7. Like coda, users don’t need to hold onto the whole transaction history.
A lesser-known protocol, Coda, was one of the first to make its ledger disposable. Users only need to hold a proof of the last block, which they can easily check on a smartphone to be sure they are interacting with a valid ledger.
Similarly, on Libra, “historical data may grow beyond the amount that can be handled by an individual server. Validators are free to discard historical data not needed to process new transactions.”
8. Like EOS, it hasn’t worked everything out yet.
EOS launched without its approach to governance well defined, which yielded complications down the road. Similarly, Libra promises to decentralize, but there’s nothing that inherently forces its members to do so.
Work in progress
Other matters are left undecided as well. For example, the storage of data.
“We anticipate that as the system is used, eventually storage growth associated with accounts may become a problem,” the white paper says. The document anticipates but does not define a system of rent for data storage.
It cites a number of examples of other open questions, such as how best to maintain security as more validators join the network, how often the pool of validators can change and how modules can be updated safely.
As the paper admits:
“This paper is the first step toward building a technical infrastructure to support the Libra ecosystem. We are publishing this early report to seek feedback from the community on the initial design, the plans for evolving the system, and the currently unresolved research challenges discussed in the proposal.”
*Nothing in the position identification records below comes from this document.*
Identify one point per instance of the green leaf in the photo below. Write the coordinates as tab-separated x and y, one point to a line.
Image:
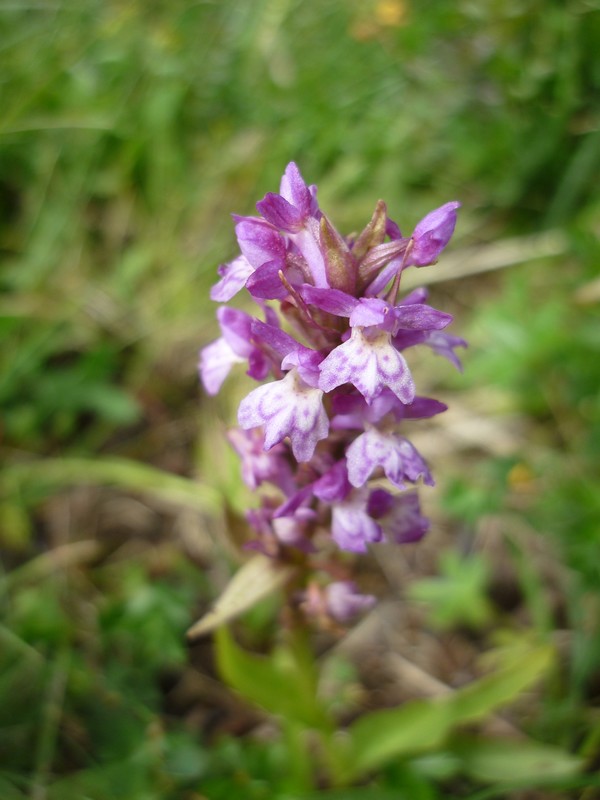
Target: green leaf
276	682
422	725
45	476
522	760
256	579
The Libra white paper is signed by 53 people. Though senior Facebook executives such as CEO Mark Zuckerberg and blockchain lead David Marcus are notably absent from the author list, the team that wrote the document looks to be one of the most-heavy hitting in blockchain history.
The signatories hail from nearly every continent and include Ph.D. students from Stanford, computer science professors, and artificial intelligence (AI) developers.
- Christian Catalini: The MIT professor was one of the first to study the economics of cryptocurrency alongside crowdfunding and tokenization. Catalini has written extensively for the Harvard Business Review and other publications.
- Ben Maurer: Facebook’s infrastructure engineer graduated from Carnegie Mellon University with a degree in computer science. He and CMU assistant professor Luis von Ahn built the reCAPTCHA service that Google bought in 2009. He is leading the team that built the Move programming language.
- George Danezis: A privacy engineer at University College London, Danezis was one of the creators of Chainspace and the Coconut protocol upon which Libra is based. He is currently a researcher at Facebook after the company bought his startup in February 2019.
- François Garillot: A machine-learning and AI expert who worked at Swisscom and Skymind.ai, Garillot focuses on distributed AI.
- Ramnik Arora: Arora spent time as an analyst at Goldman Sachs Investment Strategy Group as well as at IV Capital as a quant. His background is in finance and he has a master’s in computer science from Stanford and an undergraduate degree in the mathematics of finance.
Zack Seward and John Biggs contributed reporting.